Na prática, de que forma a decisão de não aceitar o “cálice do adesismo” provocou a derrocada financeira do veículo?
*** Bom, isso tem de ser indagado aos veículos que têm menos circulação do que nós, menos leitores do que nós, menos importância do que nós, mas que, não obstante, estão recheados de anúncios de estatais. O que sei é que havia anunciantes com receio de ver seu nome estampado em Primeira Leitura. Temiam retaliação. Alguns nos diziam: “Se vocês pegassem mais leve...” Lamento é não ter batido mais. Somos os únicos a bater? Não, há mais gente. Ocorre que, no Brasil, hoje em dia, o cara não liga de ser chamado de ladrão. Ele pensa: “Ah, todo mundo é”. Mas ele não suporta ser chamado de totalitário ou stalinista. Aí, fica bravinho e decide mover campanha contra a revista provando, então, que é um totalitário stalinista...

Que tipo de empresas ou grupos ofereceram patrocínio e foram negados? Por quê?
*** Ninguém ofereceu. Se oferecesse, a gente aceitava, desde que não fossem empresas associadas à exploração de sexo com crianças e animais... Talvez eu fizesse alguma restrição também a ONGs que defendessem comida japonesa ou que promovessem o Bolero, de Ravel. Fora isso, sem problemas. Se o Banco do Brasil, a Petrobras e a Caixa Econômica Federal quiserem patrocinar o meu blog ou o de qualquer outro profissional que pertenceu ao Primeira Leitura, a gente aceita. Posso garantir que chegaremos facilmente, de novo, a 2 milhões de page views. Só não podem tentar enfiar o nariz no que a gente escreve.

Gostaria de usar esse espaço para agradecer alguém em nome da revista?

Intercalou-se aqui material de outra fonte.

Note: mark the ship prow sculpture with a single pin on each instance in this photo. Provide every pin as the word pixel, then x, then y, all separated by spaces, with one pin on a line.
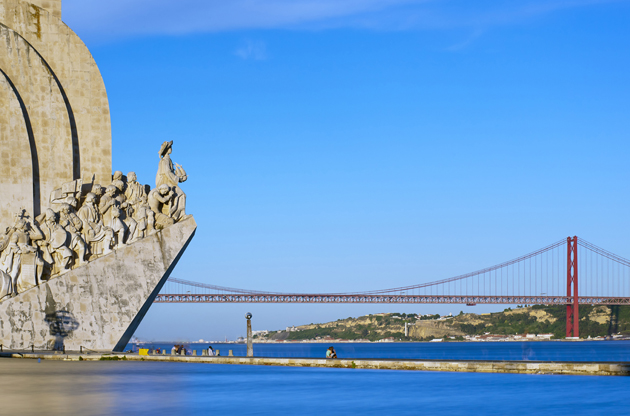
pixel 85 272
pixel 85 251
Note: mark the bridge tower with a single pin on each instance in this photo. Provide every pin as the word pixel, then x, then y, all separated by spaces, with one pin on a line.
pixel 573 316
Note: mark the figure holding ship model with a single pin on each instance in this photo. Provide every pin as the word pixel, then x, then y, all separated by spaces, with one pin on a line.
pixel 172 176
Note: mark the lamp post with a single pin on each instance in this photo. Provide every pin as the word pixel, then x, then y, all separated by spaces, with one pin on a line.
pixel 250 347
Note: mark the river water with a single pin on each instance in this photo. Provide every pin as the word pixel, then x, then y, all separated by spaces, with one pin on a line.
pixel 112 388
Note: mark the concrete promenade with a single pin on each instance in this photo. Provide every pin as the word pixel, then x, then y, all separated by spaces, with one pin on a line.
pixel 513 367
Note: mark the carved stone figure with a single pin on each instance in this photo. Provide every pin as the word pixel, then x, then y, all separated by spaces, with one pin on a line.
pixel 126 211
pixel 20 259
pixel 171 176
pixel 6 285
pixel 145 218
pixel 158 199
pixel 82 227
pixel 134 191
pixel 95 232
pixel 111 215
pixel 73 225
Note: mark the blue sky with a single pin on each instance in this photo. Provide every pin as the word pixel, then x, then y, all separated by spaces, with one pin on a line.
pixel 354 145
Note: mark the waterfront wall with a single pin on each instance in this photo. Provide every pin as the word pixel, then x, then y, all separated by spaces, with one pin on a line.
pixel 511 367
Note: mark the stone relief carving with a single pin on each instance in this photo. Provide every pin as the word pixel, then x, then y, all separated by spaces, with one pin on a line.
pixel 87 221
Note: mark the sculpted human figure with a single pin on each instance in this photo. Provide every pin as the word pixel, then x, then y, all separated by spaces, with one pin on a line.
pixel 111 215
pixel 71 222
pixel 172 176
pixel 158 198
pixel 134 191
pixel 126 211
pixel 145 218
pixel 94 231
pixel 55 241
pixel 20 247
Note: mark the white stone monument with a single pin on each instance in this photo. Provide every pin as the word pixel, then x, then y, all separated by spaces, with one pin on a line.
pixel 84 251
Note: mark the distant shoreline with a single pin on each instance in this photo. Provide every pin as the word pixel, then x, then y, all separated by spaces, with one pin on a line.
pixel 371 342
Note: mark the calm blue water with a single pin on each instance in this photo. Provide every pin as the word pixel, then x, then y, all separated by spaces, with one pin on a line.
pixel 531 351
pixel 136 388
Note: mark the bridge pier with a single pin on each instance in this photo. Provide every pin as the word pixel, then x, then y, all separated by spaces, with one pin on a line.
pixel 573 316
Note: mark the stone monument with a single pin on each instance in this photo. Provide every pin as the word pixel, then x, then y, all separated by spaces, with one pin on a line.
pixel 83 251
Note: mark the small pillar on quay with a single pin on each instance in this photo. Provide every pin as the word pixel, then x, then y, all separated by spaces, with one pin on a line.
pixel 250 347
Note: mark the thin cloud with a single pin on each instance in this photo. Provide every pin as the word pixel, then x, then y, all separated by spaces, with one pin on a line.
pixel 468 41
pixel 255 50
pixel 124 18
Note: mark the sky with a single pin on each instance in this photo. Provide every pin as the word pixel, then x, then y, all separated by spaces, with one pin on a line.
pixel 353 145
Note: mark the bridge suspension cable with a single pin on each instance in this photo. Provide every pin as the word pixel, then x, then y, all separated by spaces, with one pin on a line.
pixel 545 276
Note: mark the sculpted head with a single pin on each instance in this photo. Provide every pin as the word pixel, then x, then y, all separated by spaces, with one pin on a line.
pixel 163 189
pixel 167 148
pixel 90 198
pixel 111 190
pixel 71 202
pixel 119 185
pixel 51 215
pixel 20 224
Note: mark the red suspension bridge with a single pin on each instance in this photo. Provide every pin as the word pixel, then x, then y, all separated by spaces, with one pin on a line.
pixel 547 276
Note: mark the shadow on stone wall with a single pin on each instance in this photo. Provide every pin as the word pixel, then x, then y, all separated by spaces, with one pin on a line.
pixel 62 324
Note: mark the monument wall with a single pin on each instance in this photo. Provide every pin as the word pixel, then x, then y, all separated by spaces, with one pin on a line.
pixel 83 250
pixel 50 73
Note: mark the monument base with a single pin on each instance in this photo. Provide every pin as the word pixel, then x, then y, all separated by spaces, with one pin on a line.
pixel 100 304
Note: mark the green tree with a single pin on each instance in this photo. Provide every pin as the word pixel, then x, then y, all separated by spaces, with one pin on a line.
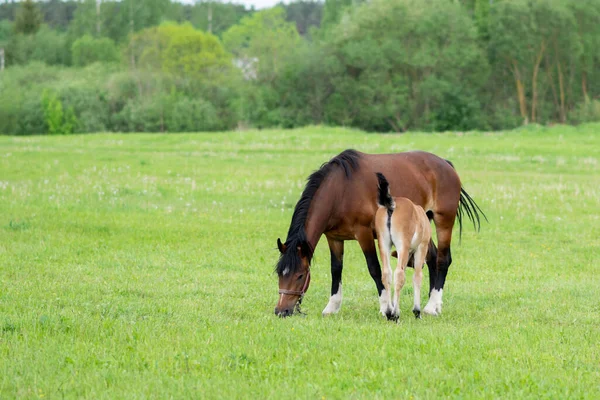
pixel 57 121
pixel 87 50
pixel 262 45
pixel 28 19
pixel 407 64
pixel 46 45
pixel 535 42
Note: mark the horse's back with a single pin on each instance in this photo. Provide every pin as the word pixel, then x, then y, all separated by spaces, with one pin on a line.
pixel 424 178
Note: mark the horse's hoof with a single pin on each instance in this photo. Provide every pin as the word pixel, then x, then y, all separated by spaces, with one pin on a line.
pixel 430 311
pixel 391 316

*** Agradeço aos leitores e àqueles que anunciaram, nesse tempo, em Primeira Leitura, cientes de que um anúncio não quer dizer endosso à linha editorial da revista. Aproveito para reiterar que site e revista fecharam no melhor da sua forma, não foram ficando magrinhos, pálidos, para morrer aos poucos. O leitor não merecia. Agradeço também às centenas de manifestações de apreço pelos dois veículos e de pesar por terem chegado ao fim. Eu e Rui dissemos isto na carta e reitero: fomos os únicos responsáveis por tudo o que foi dito na revista e no site, por sua linha editorial, por seus posicionamentos inequívocos. Não somos vítimas nem de nossas escolhas. Fomos senhores delas. O tempo inteiro. Gosto muito de uma epígrafe que está no livro The Captive Mind, de Czeslaw Milosz, cuja leitura aproveito para recomendar. E atribuída a um velho judeu da Galícia. Não reproduzo ipsis litteris, mas o sentido: se você tem entre 30% e 60% de certeza sobre determinadas coisas, todos dirão que você é um cara firme. Se tiver 75%, já começa a ser suspeito. Mas ai de você se tiver 100%: logo dirão que você é um fanático. Tínhamos 100% de convicção sobre muita coisa. Chamberlain e Daladier tinham, sei lá, no máximo 50% de certezas sobre Hitler. Deu no que deu. Churchill tinha 100%. Por isso, o beberrão que recendia a charutos e uísque é meu herói, e os outros dois são pulhas detestáveis. Morremos donos do nosso nariz. À diferença de Lula, nós sempre soubemos de tudo.